Although both of these roles are handling the tech aspect within a company, they are not one and the same. CTOs handle the external part by using tech to ensure that the product a company is offering to its clients is constantly improving. CIOs, on the other hand, handle the internal part by using tech to ensure that a company’s internal processes are at an optimal level.

#2 What does the CTO do?

CTOs are a company’s main technology architects — this means they are in charge of deciding how a company’s product will be built in order to ensure success among consumers. CTOs often manage engineering and development teams who design the products and services, evaluate their functionalities and work on their continuous improvement.

#3 What does the CIO do?

Generally speaking, the CIO makes sure that a company’s technology investments are aligned with its strategic business objectives. People in this position apply technology and various digital products as means of optimizing and streamlining internal business processes — all with the goal of maximizing day-to-day efficiency and productivity within the company.

#4 Do you need a technical background to be a CTO or a CIO?

Although technical backgrounds are not a prerequisites for either of the positions, technical knowledge is still very important and highly beneficial for both roles.If we were to put them side by side, due to the nature of their work, CTOs would have a much larger need for tech skills than CIOs.

#5 Do you need a business background to be a CTO or a CIO?

Yes, a background in business is extremely beneficial for both positions, but if we were to compare them, due to the nature of their work, CIOs would have a much larger need for business skills than CTOs.

#6 What skills does a CTO need?

For a CTO, technical depth and understanding of business is very important, but there are also a variety of other skills a good CTO needs to master. Some of them are strategic thinking, communication, customer service, security management, leadership, problem-solving, decision-making and technical planning.
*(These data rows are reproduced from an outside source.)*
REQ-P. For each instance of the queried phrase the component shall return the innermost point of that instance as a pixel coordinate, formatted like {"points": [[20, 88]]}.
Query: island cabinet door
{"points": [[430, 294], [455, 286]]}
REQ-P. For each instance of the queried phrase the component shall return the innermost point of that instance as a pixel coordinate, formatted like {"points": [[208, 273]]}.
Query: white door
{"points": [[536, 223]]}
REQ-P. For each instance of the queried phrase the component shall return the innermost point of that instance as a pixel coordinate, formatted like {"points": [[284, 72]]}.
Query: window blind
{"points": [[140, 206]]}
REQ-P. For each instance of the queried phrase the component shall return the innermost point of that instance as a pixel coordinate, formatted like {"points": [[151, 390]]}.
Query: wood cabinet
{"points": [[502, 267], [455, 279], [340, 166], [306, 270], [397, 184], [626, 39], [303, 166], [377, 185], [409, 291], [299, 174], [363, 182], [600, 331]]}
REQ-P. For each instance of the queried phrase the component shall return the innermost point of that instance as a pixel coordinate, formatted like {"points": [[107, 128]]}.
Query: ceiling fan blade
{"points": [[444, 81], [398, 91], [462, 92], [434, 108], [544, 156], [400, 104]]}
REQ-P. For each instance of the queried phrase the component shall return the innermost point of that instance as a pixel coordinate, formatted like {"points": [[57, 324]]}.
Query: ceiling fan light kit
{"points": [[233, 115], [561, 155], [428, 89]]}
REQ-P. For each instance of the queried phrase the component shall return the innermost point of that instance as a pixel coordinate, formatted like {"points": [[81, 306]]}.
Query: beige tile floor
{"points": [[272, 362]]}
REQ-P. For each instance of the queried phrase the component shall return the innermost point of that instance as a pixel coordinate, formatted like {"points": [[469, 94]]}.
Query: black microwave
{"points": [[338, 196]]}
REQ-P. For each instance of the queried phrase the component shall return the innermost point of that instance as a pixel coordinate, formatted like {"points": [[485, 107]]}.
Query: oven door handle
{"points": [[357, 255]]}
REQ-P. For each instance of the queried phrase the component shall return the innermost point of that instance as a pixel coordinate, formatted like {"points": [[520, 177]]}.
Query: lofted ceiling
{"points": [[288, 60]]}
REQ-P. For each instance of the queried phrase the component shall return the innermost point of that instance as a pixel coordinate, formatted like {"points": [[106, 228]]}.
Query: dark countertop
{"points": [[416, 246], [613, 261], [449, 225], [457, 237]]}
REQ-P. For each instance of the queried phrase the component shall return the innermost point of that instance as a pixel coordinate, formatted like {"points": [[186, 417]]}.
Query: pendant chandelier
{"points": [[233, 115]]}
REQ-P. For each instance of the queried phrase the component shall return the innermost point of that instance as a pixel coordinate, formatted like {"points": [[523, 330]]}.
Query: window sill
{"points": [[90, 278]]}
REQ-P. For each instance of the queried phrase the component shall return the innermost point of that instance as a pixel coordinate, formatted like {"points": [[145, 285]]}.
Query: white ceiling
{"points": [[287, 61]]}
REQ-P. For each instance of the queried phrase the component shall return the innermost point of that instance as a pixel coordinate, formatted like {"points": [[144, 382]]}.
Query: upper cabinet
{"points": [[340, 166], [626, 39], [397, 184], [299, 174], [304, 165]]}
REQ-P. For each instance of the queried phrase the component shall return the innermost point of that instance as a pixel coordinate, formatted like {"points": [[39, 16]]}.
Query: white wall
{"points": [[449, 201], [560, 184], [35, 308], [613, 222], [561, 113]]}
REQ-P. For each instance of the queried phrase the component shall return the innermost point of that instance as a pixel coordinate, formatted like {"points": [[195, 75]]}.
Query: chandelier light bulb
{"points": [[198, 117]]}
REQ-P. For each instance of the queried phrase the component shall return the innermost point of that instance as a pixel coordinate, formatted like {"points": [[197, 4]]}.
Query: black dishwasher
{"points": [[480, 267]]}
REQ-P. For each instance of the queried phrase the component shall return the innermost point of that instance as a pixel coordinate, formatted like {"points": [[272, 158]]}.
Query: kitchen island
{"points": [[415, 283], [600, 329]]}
#7 What skills does a CIO need?

In addition to being able to navigate through the business and tech landscape, CIOs as top-level executives need to be highly proficient in a variety of skills. Some of the most important are relationship-building, communication, leadership, crisis management, change management, strategic thinking, finance and vendor management.

#8 Can one person be both a CTO and CIO?

Yes, hybrid CIO/CTOs are not rare, but they are usually just a short-term solution. The amount of work that CTOs and CIOs handle (especially in today’s business environment that is extremely reliant on technology) is massive, so having one person do both jobs will only stall your company’s progress in the long run.

#9 Should you hire a CTO or a CIO?

If your goal is to use technology in order to improve your internal processes, hire a CIO. If you want to improve products you’re offering to clients or customers, hire a CTO.